[Pacemaker] Not unmoving colocated resources can provoke DRBD split-brain

Wed Jun 11 15:14:59 CEST 2014

Hi Andrew,

On 02.06.2014 02:57, Andrew Beekhof wrote:

>> This seems to be some kind of a race condition: I added
>> 	sleep 3
>> to a central point in /usr/lib/ocf/resource.d/linbit/drbd.
> 
> Define central?

=======================================================================
$ diff -u drbd.orig drbd

--- drbd.orig    2014-06-11 14:02:57.000000000 +0200
+++ drbd 2014-06-10 16:37:59.000000000 +0200
@@ -1047,6 +1047,11 @@
 # Everything except usage and meta-data must pass the validate test
 drbd_validate_all || exit

+if $USE_DEBUG_LOG ; then
+       echo OCF_ACTION=$__OCF_ACTION `date` >&9
+       sleep 3
+fi
+
 case $__OCF_ACTION in
 start)
        drbd_start
=======================================================================

>> 1.) Note the parallel "start" at 15:46:53. This could very well end up
>> in a race condition without "sleep 3".
>>
>> 2.) Why is pacemaker doing "stop/start" at all on korfwf02?
> 
> This seems to correspond to 
> 
> May 23 13:29:31 korfwm01 pengine[5140]:   notice: LogActions: Move    stonith-korfwf02	(Started korfwm01 -> korfwf01)
> May 23 13:29:31 korfwm01 pengine[5140]:   notice: LogActions: Move    ALL-ffm	(Started korfwf02 -> korfwf01)
> May 23 13:29:31 korfwm01 pengine[5140]:   notice: LogActions: Demote  DRBD-ffm:0	(Master -> Slave korfwf02)
> May 23 13:29:31 korfwm01 pengine[5140]:   notice: LogActions: Restart DRBD-ffm:0	(Slave korfwf02)
> May 23 13:29:31 korfwm01 pengine[5140]:   notice: LogActions: Start   DRBD-ffm:1	(korfwf01)
> May 23 13:29:31 korfwm01 pengine[5140]:   notice: LogActions: Promote DRBD-ffm:1	(Stopped -> Master korfwf01)
> May 23 13:29:31 korfwm01 pengine[5140]:   notice: process_pe_message: Calculated Transition 843: /var/lib/pacemaker/pengine/pe-input-728.bz2
> 
> from your original tarball.
> 
> In that case, the cause is:
> 
>       <rsc_order id="ord-ALL-ffm-before-DRBD-ffm" score="INFINITY" first="ALL-ffm" then="ms-DRBD-ffm"/>
> 
> Which requires that ms-DRBD-ffm be completely stopped if ALL-ffm is stopped (which it is because its being moved to 01).
> Perhaps you meant this?
> 
>       <rsc_order id="ord-ALL-ffm-before-DRBD-ffm" score="INFINITY" first="ALL-ffm" then="ms-DRBD-ffm" then-action="promote"/>

I tried that. It triggered another race condition.

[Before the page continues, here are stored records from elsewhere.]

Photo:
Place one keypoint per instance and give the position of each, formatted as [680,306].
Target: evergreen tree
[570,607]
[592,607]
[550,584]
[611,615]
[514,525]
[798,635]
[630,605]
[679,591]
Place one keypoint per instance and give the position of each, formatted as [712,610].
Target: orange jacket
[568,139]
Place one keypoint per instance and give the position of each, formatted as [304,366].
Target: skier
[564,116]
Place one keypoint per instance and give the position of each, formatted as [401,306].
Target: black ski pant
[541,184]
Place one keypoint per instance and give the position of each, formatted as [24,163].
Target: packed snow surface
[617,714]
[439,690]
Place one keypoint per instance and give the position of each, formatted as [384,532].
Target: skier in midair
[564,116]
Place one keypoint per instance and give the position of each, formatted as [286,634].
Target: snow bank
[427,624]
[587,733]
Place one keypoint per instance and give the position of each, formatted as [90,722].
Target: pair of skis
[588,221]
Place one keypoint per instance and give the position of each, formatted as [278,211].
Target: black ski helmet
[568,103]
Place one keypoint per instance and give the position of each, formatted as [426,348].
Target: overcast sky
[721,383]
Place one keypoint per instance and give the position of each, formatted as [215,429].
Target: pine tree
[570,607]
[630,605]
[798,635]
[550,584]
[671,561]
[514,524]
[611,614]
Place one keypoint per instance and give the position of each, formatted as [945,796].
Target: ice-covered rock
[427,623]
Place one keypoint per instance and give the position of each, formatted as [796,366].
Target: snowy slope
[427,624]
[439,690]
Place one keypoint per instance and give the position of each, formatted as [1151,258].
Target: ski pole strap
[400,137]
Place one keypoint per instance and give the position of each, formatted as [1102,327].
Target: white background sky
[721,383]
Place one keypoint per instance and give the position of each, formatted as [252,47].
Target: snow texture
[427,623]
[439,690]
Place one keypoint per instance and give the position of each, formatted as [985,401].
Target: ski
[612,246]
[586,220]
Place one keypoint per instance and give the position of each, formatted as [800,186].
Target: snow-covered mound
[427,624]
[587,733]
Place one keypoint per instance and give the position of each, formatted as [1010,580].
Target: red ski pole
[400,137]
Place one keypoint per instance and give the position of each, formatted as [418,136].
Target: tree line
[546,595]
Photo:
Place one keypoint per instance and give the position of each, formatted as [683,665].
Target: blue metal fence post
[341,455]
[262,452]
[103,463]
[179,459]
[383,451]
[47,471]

=======================================================================
primitive DRBD-ffm ocf:linbit:drbd params drbd_resource=ffm \
 op start interval=0 timeout=240 \
 op promote interval=0 timeout=90 \
 op demote interval=0 timeout=90 \
 op notify interval=0 timeout=90 \
 op stop interval=0 timeout=100 \
 op monitor role=Slave timeout=20 interval=20 \
 op monitor role=Master timeout=20 interval=10
ms ms-DRBD-ffm DRBD-ffm meta master-max=1 master-node-max=1 \
 clone-max=2 clone-node-max=1 notify=true
colocation coloc-ms-DRBD-ffm-follows-ALL-ffm inf: \
 ms-DRBD-ffm:Master ALL-ffm
order ord-ALL-ffm-before-DRBD-ffm inf: ALL-ffm ms-DRBD-ffm:promote
location loc-ms-DRBD-ffm-korfwm01 ms-DRBD-ffm -inf: korfwm01
location loc-ms-DRBD-ffm-korfwm02 ms-DRBD-ffm -inf: korfwm02
=======================================================================

# crm node standby korfwf01 ; sleep 10
# crm node online korfwf01 ; sleep 10
# crm resource move ALL-ffm korfwf01 ; sleep 10
# crm node standby korfwf01 ; sleep 10
# crm node online korfwf01 ; sleep 10
*bang* split-brain.

This is because with the last command "online korfwf01" pacemaker starts
and the immediately promotes ms-DRBD-ffm without giving any time for
drbd to sync with the peer. Look at this log excerpt:

14:16:16 korfwf01 drbd ffm: Starting worker thread (from drbdsetup [30742])
14:16:16 korfwf01 block drbd7: disk( Diskless -> Attaching )
14:16:16 korfwf01 block drbd7: disk( Attaching -> UpToDate )
14:16:16 korfwf01 drbd ffm: conn( StandAlone -> Unconnected )
14:16:16 korfwf01 drbd ffm: conn( Unconnected -> WFConnection )
14:16:16 korfwf01 block drbd7: role( Secondary -> Primary )
14:16:16 korfwf01 drbd ffm: conn( WFConnection -> WFReportParams )
14:16:17 korfwf01 notify-split-brain.sh[30933]: invoked for ffm/0 (drbd7)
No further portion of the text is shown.